Une guerre de rue acharnée, qualifiée par le blogueur Wael Abbas sur Twitter de « guerre de la peinture » qui continue encore et toujours. Aujourd’hui, de nombreux artistes ont déclenché cette «» contre les Frères musulmans à travers des graffitis sur les murs de la rue Mohamad Mahmoud juste avant la manifestation organisée par les libéraux au mois de novembre et intitulée « L’Egypte n’est pas une propriété privée, l’Egypte est pour tous les Egyptiens ». Et ce, après que l’actuel régime eut effacé les graffitis qui se trouvaient dans cette rue sous prétexte de la nettoyer. Or, la division est un défi que doivent affronter les activistes. Ces derniers doivent trouver des tribunes, tout en évitant les affrontements.
Qui doit rester dans la rue ?
Alors qui doit rester dans la rue pour exprimer ses opinions ? Les opposants au dernier décret constitutionnel présidentiel ou ceux qui le soutiennent ? Une question qui continue de préoccuper les esprits et qui a provoqué une grave scission dans la société égyptienne. La rue est en ébullition, elle est devenue une source de conflits entre les différents fronts. « Pourquoi les partisans des Frères musulmans et du président veulent-ils descendre dans la rue ? En principe, c’est aux opposants de manifester. Il aurait mieux valu qu’ils restent chez eux pour éviter que le sang ne coule. On ne veut pas que le scénario de la bataille du chameau se répète », déclare Magda, 23 ans, comptable, activiste, de tendance libérale.

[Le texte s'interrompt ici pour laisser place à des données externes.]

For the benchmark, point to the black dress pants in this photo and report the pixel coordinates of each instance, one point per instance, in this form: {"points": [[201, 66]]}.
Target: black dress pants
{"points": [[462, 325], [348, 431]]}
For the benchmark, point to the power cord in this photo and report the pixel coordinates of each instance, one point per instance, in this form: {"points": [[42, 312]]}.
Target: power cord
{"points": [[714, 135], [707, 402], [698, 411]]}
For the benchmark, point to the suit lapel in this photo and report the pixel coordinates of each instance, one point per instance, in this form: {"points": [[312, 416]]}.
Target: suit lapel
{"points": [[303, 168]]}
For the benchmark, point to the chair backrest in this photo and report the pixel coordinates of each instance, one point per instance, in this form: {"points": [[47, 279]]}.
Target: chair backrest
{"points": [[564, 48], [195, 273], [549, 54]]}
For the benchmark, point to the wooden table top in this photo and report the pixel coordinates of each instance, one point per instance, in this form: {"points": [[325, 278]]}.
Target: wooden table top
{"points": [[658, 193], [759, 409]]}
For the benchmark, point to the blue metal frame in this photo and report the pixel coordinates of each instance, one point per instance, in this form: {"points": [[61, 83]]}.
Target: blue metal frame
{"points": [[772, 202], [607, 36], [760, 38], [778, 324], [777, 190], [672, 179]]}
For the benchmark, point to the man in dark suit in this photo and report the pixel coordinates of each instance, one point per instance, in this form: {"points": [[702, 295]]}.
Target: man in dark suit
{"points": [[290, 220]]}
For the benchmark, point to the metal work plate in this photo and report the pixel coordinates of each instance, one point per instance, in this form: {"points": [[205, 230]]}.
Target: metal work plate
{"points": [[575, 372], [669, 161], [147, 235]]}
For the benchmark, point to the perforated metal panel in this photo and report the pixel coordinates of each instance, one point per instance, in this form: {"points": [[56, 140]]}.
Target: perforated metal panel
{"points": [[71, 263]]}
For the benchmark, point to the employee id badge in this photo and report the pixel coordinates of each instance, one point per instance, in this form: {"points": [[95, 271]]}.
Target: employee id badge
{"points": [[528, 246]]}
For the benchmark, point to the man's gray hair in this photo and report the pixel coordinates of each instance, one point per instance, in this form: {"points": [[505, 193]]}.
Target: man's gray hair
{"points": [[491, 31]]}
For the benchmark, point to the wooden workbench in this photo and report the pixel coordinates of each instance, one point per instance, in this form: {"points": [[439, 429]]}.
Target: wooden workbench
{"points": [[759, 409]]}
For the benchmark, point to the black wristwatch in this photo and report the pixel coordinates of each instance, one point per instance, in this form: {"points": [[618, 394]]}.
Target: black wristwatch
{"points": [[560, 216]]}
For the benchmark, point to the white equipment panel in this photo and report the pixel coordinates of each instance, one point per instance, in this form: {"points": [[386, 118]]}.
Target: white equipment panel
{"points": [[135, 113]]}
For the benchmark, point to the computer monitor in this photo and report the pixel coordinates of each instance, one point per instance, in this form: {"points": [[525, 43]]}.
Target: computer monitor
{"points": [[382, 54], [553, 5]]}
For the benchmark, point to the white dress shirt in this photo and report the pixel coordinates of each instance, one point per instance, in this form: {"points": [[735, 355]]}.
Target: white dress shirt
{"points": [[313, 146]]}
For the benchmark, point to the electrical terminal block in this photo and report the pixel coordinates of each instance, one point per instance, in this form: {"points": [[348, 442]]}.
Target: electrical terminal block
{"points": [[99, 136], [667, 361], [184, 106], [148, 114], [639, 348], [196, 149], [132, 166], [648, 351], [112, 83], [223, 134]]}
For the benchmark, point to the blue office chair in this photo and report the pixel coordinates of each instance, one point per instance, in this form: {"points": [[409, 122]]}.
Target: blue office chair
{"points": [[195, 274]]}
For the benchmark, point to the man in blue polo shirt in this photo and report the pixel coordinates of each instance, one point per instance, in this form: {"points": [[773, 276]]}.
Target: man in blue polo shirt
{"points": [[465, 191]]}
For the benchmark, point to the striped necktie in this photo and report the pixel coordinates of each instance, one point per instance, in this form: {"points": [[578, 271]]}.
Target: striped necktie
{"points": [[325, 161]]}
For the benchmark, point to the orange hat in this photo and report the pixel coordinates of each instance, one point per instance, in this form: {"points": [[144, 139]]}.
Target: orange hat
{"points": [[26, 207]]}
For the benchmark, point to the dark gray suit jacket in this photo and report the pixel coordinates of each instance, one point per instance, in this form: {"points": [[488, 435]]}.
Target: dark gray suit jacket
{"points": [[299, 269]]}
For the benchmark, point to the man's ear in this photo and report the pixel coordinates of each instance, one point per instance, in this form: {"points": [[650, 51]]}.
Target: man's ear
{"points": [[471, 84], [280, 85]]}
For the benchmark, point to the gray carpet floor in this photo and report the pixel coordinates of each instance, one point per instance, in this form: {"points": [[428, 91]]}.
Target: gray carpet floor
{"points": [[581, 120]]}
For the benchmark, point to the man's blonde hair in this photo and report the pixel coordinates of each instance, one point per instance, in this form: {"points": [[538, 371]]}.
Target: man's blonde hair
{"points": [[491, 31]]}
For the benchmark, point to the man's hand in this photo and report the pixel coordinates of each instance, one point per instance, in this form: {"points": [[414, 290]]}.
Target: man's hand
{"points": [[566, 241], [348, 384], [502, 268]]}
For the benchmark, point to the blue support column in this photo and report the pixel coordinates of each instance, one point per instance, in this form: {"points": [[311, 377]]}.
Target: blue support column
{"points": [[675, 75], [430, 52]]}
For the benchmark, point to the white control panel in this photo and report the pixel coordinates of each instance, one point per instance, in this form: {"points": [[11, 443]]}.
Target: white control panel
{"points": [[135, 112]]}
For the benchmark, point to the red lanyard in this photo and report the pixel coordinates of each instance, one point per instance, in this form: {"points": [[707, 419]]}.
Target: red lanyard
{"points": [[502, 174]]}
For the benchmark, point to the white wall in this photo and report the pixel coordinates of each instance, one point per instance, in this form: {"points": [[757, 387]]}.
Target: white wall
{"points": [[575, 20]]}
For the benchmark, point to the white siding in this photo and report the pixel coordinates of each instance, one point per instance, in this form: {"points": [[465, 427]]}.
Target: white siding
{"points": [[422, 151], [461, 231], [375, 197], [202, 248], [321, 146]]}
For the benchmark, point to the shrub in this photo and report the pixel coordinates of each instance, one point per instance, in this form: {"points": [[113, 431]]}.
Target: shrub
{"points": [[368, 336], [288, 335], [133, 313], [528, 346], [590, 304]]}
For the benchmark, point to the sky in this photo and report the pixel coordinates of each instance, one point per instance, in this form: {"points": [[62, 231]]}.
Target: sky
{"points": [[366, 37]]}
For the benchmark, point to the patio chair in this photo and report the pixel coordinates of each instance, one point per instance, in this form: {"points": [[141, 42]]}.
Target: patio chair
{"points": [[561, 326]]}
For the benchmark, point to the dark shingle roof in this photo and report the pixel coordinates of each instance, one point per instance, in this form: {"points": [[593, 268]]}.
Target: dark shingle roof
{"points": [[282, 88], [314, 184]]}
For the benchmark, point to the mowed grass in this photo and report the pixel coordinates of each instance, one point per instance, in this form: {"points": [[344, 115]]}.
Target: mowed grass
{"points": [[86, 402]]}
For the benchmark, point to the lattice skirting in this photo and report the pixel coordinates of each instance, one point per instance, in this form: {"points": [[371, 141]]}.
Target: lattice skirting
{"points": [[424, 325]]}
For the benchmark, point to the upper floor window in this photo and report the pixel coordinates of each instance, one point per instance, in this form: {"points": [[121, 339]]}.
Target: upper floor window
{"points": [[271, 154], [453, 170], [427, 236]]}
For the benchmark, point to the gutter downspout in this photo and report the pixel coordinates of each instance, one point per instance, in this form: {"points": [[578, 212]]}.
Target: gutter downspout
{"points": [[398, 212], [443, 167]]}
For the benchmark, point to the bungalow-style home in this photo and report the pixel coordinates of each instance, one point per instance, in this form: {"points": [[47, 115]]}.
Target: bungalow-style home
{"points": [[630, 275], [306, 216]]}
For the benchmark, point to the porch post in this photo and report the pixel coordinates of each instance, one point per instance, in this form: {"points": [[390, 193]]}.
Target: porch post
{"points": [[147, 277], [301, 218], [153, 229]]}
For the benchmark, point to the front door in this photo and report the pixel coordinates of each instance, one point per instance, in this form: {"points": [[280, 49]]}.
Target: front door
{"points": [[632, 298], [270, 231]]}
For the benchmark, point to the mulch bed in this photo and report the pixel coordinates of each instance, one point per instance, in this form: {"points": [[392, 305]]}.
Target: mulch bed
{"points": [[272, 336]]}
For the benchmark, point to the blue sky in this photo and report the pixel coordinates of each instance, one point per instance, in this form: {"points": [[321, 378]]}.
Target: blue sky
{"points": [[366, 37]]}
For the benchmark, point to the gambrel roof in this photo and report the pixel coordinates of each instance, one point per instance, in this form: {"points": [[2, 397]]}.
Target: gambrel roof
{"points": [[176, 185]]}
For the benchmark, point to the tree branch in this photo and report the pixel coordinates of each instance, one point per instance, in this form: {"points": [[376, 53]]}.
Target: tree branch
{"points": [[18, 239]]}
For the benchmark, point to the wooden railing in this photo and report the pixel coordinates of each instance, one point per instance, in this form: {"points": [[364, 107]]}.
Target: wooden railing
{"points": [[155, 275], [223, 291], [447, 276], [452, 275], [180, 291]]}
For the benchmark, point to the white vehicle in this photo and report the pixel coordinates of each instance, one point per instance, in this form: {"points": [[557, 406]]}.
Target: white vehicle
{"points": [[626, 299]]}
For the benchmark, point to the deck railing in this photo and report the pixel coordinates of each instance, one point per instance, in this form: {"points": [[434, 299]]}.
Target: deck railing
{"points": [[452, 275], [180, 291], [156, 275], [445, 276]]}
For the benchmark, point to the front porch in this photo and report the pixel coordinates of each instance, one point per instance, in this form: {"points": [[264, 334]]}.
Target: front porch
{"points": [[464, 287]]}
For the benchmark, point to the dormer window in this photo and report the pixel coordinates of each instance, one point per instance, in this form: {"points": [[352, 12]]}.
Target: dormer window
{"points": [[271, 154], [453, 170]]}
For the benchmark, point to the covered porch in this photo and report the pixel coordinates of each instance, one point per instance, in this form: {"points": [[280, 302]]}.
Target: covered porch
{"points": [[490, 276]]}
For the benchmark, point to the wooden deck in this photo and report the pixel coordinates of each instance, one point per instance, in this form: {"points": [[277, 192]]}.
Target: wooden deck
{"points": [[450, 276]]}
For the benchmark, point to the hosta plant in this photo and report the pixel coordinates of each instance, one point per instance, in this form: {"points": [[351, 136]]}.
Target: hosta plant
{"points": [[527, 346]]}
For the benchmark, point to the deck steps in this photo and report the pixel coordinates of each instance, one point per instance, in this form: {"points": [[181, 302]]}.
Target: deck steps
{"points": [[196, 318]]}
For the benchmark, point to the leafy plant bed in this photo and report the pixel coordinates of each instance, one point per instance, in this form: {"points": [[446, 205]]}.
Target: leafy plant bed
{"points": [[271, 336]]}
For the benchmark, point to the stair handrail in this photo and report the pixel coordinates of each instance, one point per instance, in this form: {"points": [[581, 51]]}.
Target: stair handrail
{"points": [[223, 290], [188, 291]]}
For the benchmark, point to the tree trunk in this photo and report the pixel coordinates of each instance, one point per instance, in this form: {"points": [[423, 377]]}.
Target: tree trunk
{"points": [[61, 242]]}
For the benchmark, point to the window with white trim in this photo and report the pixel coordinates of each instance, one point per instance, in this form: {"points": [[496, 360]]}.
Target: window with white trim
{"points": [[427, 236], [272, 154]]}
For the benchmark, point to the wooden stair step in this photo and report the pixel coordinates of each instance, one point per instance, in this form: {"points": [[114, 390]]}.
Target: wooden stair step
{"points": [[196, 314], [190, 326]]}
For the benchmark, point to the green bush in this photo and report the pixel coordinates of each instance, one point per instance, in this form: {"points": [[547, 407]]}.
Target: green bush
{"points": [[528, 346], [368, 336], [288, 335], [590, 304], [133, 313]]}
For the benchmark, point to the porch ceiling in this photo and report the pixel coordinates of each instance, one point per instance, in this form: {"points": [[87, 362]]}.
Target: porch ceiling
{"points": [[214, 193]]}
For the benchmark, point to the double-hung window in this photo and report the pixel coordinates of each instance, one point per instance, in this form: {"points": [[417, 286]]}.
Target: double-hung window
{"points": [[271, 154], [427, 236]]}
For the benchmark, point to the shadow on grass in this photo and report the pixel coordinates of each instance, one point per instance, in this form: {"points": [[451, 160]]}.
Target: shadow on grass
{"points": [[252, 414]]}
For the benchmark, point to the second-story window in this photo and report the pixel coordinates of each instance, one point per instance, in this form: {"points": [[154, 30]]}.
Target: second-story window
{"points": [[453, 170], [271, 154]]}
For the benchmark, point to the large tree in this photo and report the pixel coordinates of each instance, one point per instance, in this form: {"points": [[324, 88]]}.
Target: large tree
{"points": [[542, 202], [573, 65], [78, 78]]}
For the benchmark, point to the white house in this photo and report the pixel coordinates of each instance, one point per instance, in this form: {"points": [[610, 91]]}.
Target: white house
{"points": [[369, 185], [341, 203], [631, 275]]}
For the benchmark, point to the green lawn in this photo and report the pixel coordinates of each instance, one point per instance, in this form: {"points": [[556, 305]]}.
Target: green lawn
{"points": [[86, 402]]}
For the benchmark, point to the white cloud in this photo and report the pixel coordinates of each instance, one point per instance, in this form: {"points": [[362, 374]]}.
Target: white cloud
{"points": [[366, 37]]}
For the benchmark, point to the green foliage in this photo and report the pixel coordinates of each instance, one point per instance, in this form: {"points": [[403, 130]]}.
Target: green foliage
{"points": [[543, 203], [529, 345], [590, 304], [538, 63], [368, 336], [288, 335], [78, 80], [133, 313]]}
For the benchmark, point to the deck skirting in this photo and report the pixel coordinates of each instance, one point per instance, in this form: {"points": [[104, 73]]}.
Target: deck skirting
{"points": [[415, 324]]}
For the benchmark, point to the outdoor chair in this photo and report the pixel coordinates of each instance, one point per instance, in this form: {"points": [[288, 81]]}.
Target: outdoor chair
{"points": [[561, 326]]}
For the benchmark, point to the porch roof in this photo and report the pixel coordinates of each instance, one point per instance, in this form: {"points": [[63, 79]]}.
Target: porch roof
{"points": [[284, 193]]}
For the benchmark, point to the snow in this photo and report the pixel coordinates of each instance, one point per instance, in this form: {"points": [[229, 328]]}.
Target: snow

Cependant, Dina, 32 ans, membre du Parti Liberté et justice, estime que « la rue appartient à tout le monde, même la place Tahrir ne doit pas être le monopole d’un seul courant. On est libre de manifester là où on veut ».
A qui appartient la rue ? Un débat qui n’a pas cessé de mettre de l’huile sur le feu surtout après la mort de 2 jeunes : Mohamad Gaber, connu sous le nom de Gika, 16 ans, et membre du mouvement du 6 Avril, a trouvé la mort en novembre dernier dans la rue Mohamad Mahmoud au centre-ville, et Islam Massoud, 15 ans, membre de la confrérie des Frères musulmans, a perdu la vie durant les affrontements entre libéraux et Frères musulmans dans la ville de Damanhour, au nord du Caire.
Aujourd’hui, plusieurs rues se sont transformées en tribunes d’expression. Et à chacun la sienne. Si les places Abbassiya et Moustapha Mahmoud, à Mohandessine, ont rassemblé les feloul (les partisans de l’ancien régime) pour soutenir le président déchu et par la suite le Conseil de l’armée, la place Tahrir reste La Mecque des activistes et des opposants. La rue Mohamad Mahmoud, où de nombreux jeunes ont trouvé la mort, est devenue le foyer de la résistance.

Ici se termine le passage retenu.